Sunday, August 29, 2010

I should be ashamed...

So apparently, (don't ask me for references, this was a comment made to me by someone), the pope has banned vuvuzelas.

Huh?

Yeah, all the journalists were saying, at least he's letting us keep our chairs.  (This said in a smug tone, with a smirk)

So I am supposed to be ashamed to be Catholic now, because the pope has banned vuvuzelas?

1.  I doubt the pope banned them himself, I suspect that the people who work with him to organize public audiences probably banned them.

2.  Technically, I'm sure vuvuzelas haven't been banned per se, not in general as the first comment seemed to suggest.  Catholics may still blow vuvuzelas at soccer games without having to visit a confessional afterwards.  They've probably just been disallowed from public audiences with the pope, because...
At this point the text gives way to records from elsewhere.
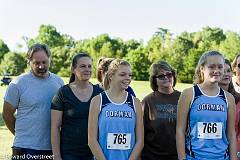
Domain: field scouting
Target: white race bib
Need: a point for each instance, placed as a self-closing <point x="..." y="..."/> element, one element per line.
<point x="209" y="130"/>
<point x="121" y="141"/>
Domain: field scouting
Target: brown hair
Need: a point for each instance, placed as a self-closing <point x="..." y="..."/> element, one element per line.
<point x="154" y="71"/>
<point x="74" y="64"/>
<point x="234" y="63"/>
<point x="102" y="67"/>
<point x="198" y="76"/>
<point x="37" y="47"/>
<point x="112" y="69"/>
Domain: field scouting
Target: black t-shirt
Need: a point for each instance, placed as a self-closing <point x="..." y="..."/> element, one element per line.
<point x="159" y="134"/>
<point x="73" y="135"/>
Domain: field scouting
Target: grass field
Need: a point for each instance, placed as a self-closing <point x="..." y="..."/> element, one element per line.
<point x="141" y="88"/>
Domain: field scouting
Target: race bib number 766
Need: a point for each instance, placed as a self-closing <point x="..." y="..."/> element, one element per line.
<point x="209" y="130"/>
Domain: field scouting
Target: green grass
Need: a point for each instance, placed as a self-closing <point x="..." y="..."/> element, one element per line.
<point x="141" y="88"/>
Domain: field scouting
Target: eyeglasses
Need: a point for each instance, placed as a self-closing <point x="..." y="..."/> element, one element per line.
<point x="163" y="76"/>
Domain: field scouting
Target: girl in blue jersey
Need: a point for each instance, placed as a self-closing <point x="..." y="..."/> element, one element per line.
<point x="115" y="127"/>
<point x="102" y="68"/>
<point x="205" y="116"/>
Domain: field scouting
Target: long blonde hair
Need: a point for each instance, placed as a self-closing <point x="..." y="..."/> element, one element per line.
<point x="112" y="69"/>
<point x="198" y="76"/>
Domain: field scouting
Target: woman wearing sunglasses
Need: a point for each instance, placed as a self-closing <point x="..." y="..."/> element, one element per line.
<point x="160" y="108"/>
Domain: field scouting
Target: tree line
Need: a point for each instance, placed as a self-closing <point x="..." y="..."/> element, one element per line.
<point x="181" y="51"/>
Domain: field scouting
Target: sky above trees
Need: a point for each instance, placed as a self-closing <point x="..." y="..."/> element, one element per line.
<point x="137" y="19"/>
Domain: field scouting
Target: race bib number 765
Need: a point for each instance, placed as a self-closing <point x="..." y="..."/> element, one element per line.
<point x="120" y="141"/>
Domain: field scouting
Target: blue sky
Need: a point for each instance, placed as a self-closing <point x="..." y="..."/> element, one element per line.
<point x="128" y="19"/>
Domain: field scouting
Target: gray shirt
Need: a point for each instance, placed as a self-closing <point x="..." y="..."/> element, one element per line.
<point x="32" y="97"/>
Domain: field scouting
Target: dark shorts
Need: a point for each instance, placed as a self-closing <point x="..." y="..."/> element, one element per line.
<point x="26" y="153"/>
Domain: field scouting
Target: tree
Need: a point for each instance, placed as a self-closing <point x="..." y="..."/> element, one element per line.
<point x="231" y="45"/>
<point x="139" y="63"/>
<point x="3" y="49"/>
<point x="49" y="35"/>
<point x="13" y="63"/>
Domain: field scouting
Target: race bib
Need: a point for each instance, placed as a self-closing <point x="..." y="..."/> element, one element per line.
<point x="209" y="130"/>
<point x="121" y="141"/>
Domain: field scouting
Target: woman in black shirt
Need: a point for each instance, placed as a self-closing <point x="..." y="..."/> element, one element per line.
<point x="70" y="108"/>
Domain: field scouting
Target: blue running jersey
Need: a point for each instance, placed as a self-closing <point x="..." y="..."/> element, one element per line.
<point x="116" y="134"/>
<point x="206" y="137"/>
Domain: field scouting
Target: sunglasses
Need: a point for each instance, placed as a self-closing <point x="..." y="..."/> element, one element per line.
<point x="164" y="76"/>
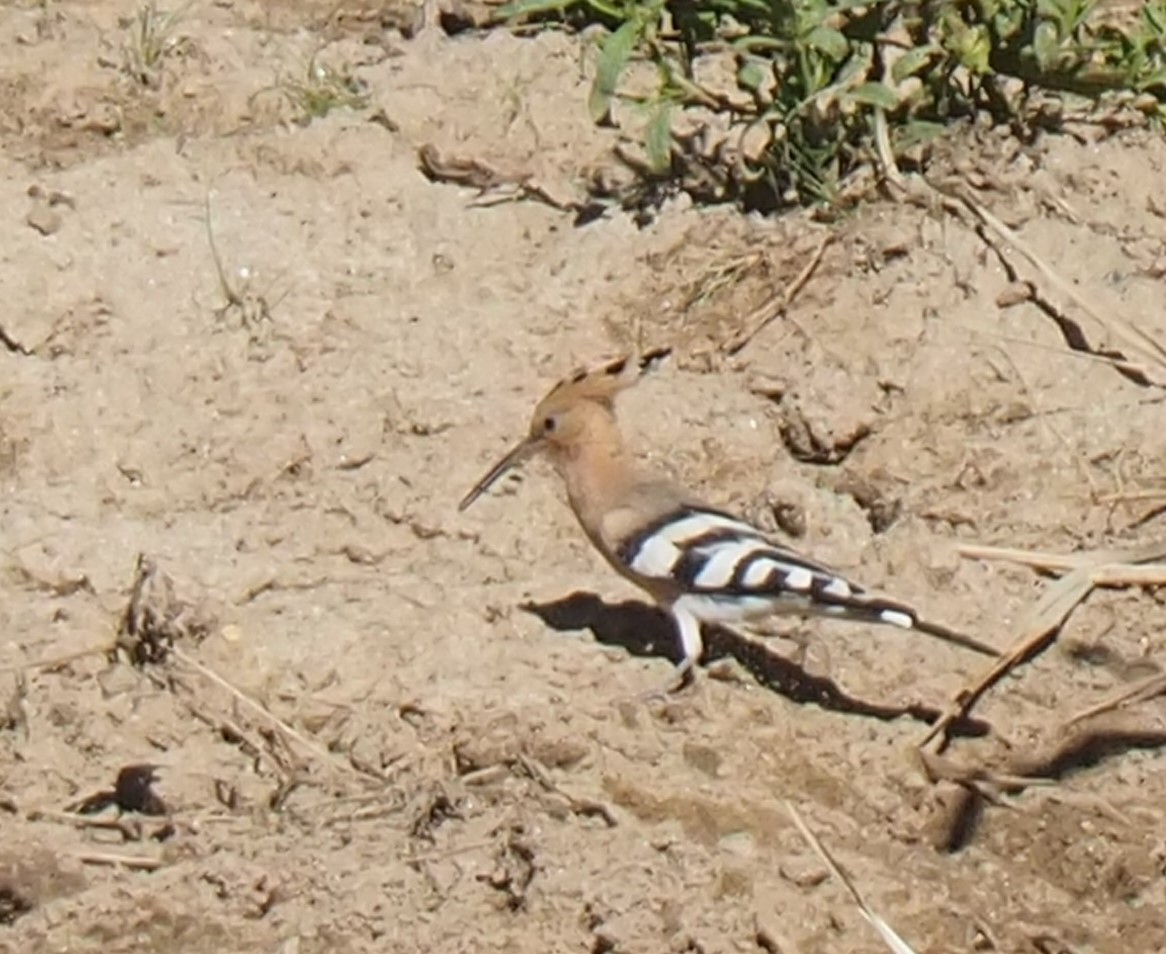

3.  ... as hard as this may be for some people out there to understand, some of the catholics (I'd even hazard a guess that most of the catholics) going to see the pope in a public audience, actually, amazingly want to hear what he has to say.  Let's put this into perspective shall we?  Your favourite stand-up comedian, of international success and a great following is having a free outdoor show.  You show up, ready to be entertained and laugh your pants off.  Right behind you is a group of young people who are just excited to be there, and to see this great guy, and don't seem to care about the jokes.  Their vuvuzelas drown out the best ones.  You are going to be okay with this?

4.  There are seats in churches and noone brings a vuvuzela to mass.  I am not ashamed to be a catholic, but if journalists are as stupid as the second comment suggest, I would definitely be ashamed to be a journalist.  Either they a) have never been to a mass, where they both get to sit and do not get to bring a vuvuzela, or b) are not smart enough to recognize that one cannot exactly class chairs and vuvuzelas in the same category of objects.  I suspect it is both a) and b).